Auf einem Berg im Nirgendwo, unter lauter fremden Feierwütigen, und die einzigen Menschen, die wir kennen, sind gerade in sich selbst versunken (der Ziegenmann), oder in glühender Zuneigung zu ach so krassen Ich-bin-nicht-süß-aber-eigentlich-ja-doch-Metalfeen entbrannt (der Katzenmann), oder knutschen gerade ihren Freund ab (der schwule Innenarchitekt, mit dem ich mich während einer von Tante Emmas Schmollphasen unterhalten habe).
Bis auf ein bisschen Alkohol nüchtern, alle beide.
Nichtmal kettenrauchend, denn natürlich geht die Welt unter, und natürlich sind wir unsicher, und ja, wir haben Angst; zumindest Tante Emma hat Angst.
Aber das kommt alles nicht zu uns durch. Nicht völlig.
Wir sind heute Michelin-Männchen.

Ich erlaube mir nicht, daran zu denken, was als nächstes kommt. Was die Grausamkeiten der letzten beiden Jahre übertreffen könnte, ob ich nur verdränge und mich alles wieder überrollt, schon wieder und in einem furchtbar ungünstigen Augenblick.
Ich erlaube mir nicht, zu hoffen, dass alles gut, aber vertraue zutiefst darauf, dass alles besser wird.

Ich halte Tante Emma kurz im Arm, als es ihr zu viel wird mit den ganzen Menschen, dann marschieren wir wieder runter, zurück zur WG des Ziegenmanns, und weil wir die einzigen zwei Raucher sind, bleiben wir noch kurz vor der Tür.

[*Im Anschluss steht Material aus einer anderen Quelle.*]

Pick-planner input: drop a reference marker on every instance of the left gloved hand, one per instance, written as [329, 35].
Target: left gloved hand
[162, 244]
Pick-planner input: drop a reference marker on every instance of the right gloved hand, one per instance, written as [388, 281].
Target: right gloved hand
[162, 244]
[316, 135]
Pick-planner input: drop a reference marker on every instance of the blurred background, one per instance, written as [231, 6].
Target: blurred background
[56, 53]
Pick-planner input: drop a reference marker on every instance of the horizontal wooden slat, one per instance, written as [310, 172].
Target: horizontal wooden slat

"Wir habens halt echt überstanden."
Die Kleinstadt-WG und den Umzug.
Den schlimmsten Zusammenbruch meines Lebens und viele von ihren, zwei Trennungen, Abschied vom besten aller Autos und von der Tanke, vom Kater.

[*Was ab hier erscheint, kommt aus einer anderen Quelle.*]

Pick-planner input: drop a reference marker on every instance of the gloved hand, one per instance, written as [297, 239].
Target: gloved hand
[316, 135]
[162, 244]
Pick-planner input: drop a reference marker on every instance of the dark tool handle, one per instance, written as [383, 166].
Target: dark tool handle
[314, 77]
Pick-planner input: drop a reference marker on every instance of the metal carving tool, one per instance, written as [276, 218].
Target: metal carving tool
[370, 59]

Ich habe das Unmögliche möglich gemacht und als arbeitslose Studentin mit zwei Katzen ein WG-Zimmer bekommen bei einem Haufen wahnsinnig nerviger, aber immerhin erträglicher Menschen, und wenn ich die anstehenden Klausuren überstehe, habe ich das zweite Semester gepackt.
Wir habens halt einfach mal geschafft.


Der Januar dümpelt so vor sich hin.
Es etabliert sich ein kleiner Stammtisch von Nebenfachmenschen, die sich einmal die Woche nach dem letzten Seminar auf ein Bier treffen, und den ich mehr oder weniger initiiert habe.

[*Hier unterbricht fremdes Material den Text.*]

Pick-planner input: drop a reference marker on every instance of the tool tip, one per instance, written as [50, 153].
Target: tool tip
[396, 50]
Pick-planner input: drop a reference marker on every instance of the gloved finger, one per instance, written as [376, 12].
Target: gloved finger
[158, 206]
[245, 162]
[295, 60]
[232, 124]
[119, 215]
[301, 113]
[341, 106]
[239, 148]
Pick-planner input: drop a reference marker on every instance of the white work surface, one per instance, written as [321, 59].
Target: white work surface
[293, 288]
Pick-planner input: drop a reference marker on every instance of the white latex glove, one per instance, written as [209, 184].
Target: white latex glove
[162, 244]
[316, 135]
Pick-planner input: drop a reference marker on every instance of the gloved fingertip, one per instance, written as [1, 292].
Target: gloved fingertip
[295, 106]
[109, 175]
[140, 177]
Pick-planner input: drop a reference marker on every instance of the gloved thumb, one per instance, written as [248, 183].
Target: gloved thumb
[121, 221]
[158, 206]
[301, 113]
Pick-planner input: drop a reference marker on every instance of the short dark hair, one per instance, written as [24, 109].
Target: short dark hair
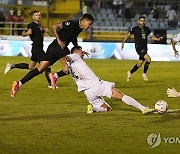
[88, 17]
[35, 11]
[75, 48]
[141, 17]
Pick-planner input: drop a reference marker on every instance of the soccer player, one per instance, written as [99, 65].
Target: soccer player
[141, 33]
[172, 92]
[94, 88]
[175, 39]
[65, 33]
[36, 33]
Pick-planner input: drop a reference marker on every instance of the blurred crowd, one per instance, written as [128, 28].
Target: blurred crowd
[13, 19]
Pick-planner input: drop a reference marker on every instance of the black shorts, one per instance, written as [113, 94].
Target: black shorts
[54, 52]
[141, 54]
[38, 53]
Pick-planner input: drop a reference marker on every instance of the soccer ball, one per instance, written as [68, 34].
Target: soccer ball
[161, 106]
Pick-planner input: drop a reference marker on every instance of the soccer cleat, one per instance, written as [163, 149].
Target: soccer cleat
[49, 86]
[144, 77]
[171, 92]
[15, 88]
[128, 76]
[8, 68]
[147, 110]
[53, 80]
[89, 108]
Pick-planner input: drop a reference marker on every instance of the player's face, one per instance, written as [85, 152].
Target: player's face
[86, 24]
[141, 22]
[37, 16]
[80, 52]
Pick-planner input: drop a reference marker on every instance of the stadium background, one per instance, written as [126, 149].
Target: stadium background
[40, 120]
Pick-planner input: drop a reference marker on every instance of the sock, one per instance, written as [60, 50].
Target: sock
[131, 101]
[20, 66]
[47, 71]
[61, 74]
[134, 69]
[30, 75]
[146, 66]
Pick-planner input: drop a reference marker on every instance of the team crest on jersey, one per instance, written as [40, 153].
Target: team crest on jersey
[67, 23]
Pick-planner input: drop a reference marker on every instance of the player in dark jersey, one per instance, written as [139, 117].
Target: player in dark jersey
[65, 33]
[141, 33]
[36, 33]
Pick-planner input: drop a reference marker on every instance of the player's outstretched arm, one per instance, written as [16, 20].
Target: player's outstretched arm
[55, 29]
[125, 39]
[27, 33]
[174, 48]
[154, 38]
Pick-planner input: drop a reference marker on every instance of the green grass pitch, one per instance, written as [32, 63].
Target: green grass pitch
[41, 120]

Der Ziegenmann, Tante Emma und ich fahren im April zusammen auf ein Festival, und die Amazone lässt manchmal ganz kurz ihre menschliche Seite zu, wenn wir alleine sind und es sonst niemand sieht.
Gelegentlich traue ich mich zu Vorträgen oder Theateraufführungen, meistens in Begleitung von ein, zwei Stammtischmenschen, damit ich nicht vor lauter Unsicherheit doch zuhause bleibe.
Was ich aber tue, wenn es gar nicht anders geht.
Beim Feiern werde ich regelmäßig für die selbstwusste Bekloppte gehalten und erleichtere es so den Heerscharen an Verehrern, die sie hat, einen Zugang zu Tante Emma zu finden, die noch nicht ganz im Michelin-Männchen-Anzug steckt und deshalb meistens zwischen loderndem Hass und nackter Panik schwankt, wenn sie angesprochen wird.


Ich weiß nicht, wie es weitergeht.
Aber es geht weiter, davon bin ich überzeugt.
Und das ist mehr, als ich in den letzten beiden Jahren sagen konnte.